Athletes will Improve in the Qualities their Coaches Prioritize!
By Josh Gray
If you walk down the halls of any athletic department or through any team's locker room, you would see pictures of former athletes who had great accomplishments, team and/or individual championship trophies, and the cliche' slogans such as:
"Champions play as one"
"How do you want to be remembered"?
Inevitably, if you walk through the weight room, you will see strength records in the squat, bench, deadlift, clean, etc. With social media becoming more and more popular, many coaches are posting different achievements, and progress of their athletes, which I believe is a great thing.
These numbers, awards, pictures, trophies are there to show the team/school's legacy, to give the athletes something to strive for, and to reinforce the caching staff's priorities or beliefs, which in it of itself is a great thing.
The problem arises when the qualities or achievements that are posted/displayed don't lead to improved performance or do not match the team's overall goals.
I will use one example. Most coaches want their athletes to get faster, more explosive, and more agile, yet their rewards, posts, and practice and training don't reflect that. Some of the more common rewards or achievements posted include:
"1,000 lbs club"
"Number of 300lb bench pressers or 400lb squatters
"Improvements in strength in any lift over the offseason"
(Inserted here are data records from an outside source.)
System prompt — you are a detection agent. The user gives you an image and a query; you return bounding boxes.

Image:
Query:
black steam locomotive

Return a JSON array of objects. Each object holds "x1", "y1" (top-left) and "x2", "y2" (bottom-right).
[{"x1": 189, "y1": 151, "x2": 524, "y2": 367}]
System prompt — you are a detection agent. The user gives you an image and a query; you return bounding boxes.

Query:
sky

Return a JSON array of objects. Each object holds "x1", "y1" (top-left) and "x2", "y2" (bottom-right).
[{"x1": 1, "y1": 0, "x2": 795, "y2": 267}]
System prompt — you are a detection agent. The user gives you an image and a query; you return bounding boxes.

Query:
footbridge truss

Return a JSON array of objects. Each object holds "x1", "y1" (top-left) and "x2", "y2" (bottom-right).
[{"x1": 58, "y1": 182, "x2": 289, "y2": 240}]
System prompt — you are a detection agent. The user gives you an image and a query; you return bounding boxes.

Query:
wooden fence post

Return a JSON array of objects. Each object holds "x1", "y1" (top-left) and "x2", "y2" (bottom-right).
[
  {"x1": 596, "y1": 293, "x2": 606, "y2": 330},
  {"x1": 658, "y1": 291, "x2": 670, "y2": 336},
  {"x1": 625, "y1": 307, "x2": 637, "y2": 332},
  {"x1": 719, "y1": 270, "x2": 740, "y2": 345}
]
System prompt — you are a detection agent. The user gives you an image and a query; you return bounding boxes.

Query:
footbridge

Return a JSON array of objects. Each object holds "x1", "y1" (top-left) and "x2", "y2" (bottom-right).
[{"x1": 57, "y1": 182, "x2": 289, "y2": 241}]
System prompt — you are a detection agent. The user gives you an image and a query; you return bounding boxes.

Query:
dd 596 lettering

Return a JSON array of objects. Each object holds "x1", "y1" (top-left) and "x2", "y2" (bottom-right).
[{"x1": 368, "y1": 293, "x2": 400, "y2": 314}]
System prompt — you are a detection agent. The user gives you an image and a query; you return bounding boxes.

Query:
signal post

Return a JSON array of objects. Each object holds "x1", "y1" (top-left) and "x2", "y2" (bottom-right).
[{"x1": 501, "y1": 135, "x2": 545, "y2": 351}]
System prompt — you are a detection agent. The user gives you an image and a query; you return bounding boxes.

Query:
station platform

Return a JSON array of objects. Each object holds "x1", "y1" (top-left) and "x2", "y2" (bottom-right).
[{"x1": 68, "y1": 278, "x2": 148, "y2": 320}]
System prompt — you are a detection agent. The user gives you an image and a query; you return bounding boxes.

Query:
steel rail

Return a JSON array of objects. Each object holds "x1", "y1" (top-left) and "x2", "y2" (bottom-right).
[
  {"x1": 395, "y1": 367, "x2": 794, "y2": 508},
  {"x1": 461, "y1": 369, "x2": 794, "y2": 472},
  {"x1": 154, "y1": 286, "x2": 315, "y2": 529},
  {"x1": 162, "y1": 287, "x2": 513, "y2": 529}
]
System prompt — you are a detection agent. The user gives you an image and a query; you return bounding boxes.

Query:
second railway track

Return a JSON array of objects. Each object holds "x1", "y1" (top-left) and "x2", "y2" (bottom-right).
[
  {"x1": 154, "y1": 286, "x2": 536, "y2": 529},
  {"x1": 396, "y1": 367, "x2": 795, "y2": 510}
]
"Improvement in some conditioning test"
Most offseason programs reflect this as well, consisting of high-volume lifting programs with conditioning circuits as a finisher. Practices are often a test of physical durability with no consideration for the athletic qualities that lead to winning (topic for another article).
If this is what your program prioritizes, then there is a good chance that your athletes will do their best to improve these qualities in hopes to play and with the false belief that their performance will improve.
If fast, explosive, agile athletes are what you truly want, then your posts/rewards should consist of:
"Improved 20yd and 40yd sprint times"
"Improved jump heights and/or distances"
" Improved medicine ball throw heights/distances
"Improved position specific work/ performance in agility drills"
The offseason training and team practices should also reflect this (topic for another article).
Changing what you reward will change what your athletes deem as important, and their efforts will now go into improving one of those qualities, which will result in improved sport performance.